202010130604 Example 1, Chapter 1.1, Methods in Physics II (2015-2016 Lectures)

Find the trajectory of a cannon ball fired by a cannoneer at $45^\circ$ above his eye level with an initial speed $v$ .

Ans.

Imagine you are in his place, like the picture below:

Then, suppose you are opening fire at such positive $\textrm{(+ve)\enspace }x$ -axis direction as that follows along the meridian. In addition, assume that the earth is to be lying flat beneath the cannon ball during its flight, that every pole ( $z$ -axis) upheld would be so much right-angled (/normal /perpendicular) to the ground as parallel (-transported) anywhere.

We neglect air friction.

1. Along the $x$ -direction, the speed is kept $v\cos 45^\circ$ .

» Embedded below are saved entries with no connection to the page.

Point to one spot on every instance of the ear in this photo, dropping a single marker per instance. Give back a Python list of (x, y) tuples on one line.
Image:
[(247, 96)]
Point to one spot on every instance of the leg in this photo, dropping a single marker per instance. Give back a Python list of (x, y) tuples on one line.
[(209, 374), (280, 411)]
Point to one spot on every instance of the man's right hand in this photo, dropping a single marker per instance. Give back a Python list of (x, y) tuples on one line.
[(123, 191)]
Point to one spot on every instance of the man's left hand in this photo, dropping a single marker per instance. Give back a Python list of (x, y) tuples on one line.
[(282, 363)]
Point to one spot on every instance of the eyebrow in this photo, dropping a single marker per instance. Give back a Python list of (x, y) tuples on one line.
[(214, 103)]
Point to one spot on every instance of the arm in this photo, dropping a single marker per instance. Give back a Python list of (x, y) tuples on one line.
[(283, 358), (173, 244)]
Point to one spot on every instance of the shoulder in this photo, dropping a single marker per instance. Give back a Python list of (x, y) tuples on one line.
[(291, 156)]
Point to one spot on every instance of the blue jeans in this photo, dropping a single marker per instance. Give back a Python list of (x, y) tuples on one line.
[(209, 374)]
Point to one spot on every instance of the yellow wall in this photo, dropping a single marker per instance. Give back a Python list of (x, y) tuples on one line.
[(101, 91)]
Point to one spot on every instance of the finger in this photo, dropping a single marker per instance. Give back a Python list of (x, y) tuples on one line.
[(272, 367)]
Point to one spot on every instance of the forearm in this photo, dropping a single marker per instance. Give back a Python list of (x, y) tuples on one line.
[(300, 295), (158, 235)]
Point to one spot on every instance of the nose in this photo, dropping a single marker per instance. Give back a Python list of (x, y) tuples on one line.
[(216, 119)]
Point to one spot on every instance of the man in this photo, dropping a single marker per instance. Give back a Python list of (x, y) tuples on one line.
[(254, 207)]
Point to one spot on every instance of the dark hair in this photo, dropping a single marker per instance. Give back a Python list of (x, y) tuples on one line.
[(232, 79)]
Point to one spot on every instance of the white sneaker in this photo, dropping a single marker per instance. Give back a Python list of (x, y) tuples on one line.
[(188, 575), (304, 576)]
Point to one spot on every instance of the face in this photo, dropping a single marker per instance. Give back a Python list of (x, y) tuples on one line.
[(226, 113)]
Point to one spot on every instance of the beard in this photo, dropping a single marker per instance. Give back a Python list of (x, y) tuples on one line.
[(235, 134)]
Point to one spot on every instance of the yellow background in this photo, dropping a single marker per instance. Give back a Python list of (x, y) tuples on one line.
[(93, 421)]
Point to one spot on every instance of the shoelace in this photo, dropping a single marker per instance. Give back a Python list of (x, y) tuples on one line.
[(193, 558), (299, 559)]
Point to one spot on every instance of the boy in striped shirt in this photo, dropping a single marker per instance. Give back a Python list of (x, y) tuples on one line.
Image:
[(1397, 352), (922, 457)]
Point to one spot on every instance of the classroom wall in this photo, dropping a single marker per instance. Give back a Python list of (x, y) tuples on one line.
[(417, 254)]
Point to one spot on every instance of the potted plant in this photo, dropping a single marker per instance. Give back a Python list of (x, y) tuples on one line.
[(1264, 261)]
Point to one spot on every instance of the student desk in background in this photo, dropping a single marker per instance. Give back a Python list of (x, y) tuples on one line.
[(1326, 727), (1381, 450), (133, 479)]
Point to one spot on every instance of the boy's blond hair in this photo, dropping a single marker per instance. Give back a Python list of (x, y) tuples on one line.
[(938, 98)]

2. Along the $z$ -direction, the speed is initially $v\sin 45^\circ$ . By the laws of gravity, the cannon ball will experience a net force $m\mathbf{g}$ due to gravitational pull by the Earth. If upward direction is taken the positive sign, an equation of motion due to the Galilean transformation (i.e., $v=u+at$ ) will depict that $v_z(t)=v\sin 45^\circ -gt$ .

3. One another equation $s(t)=ut+\displaystyle{\frac{1}{2}}at^2$ depicts how distance $s$ (i.e., the magnitude of displacement $\mathbf{s}$ ) varies with time $t$ during linear motion in constant acceleration $a$ .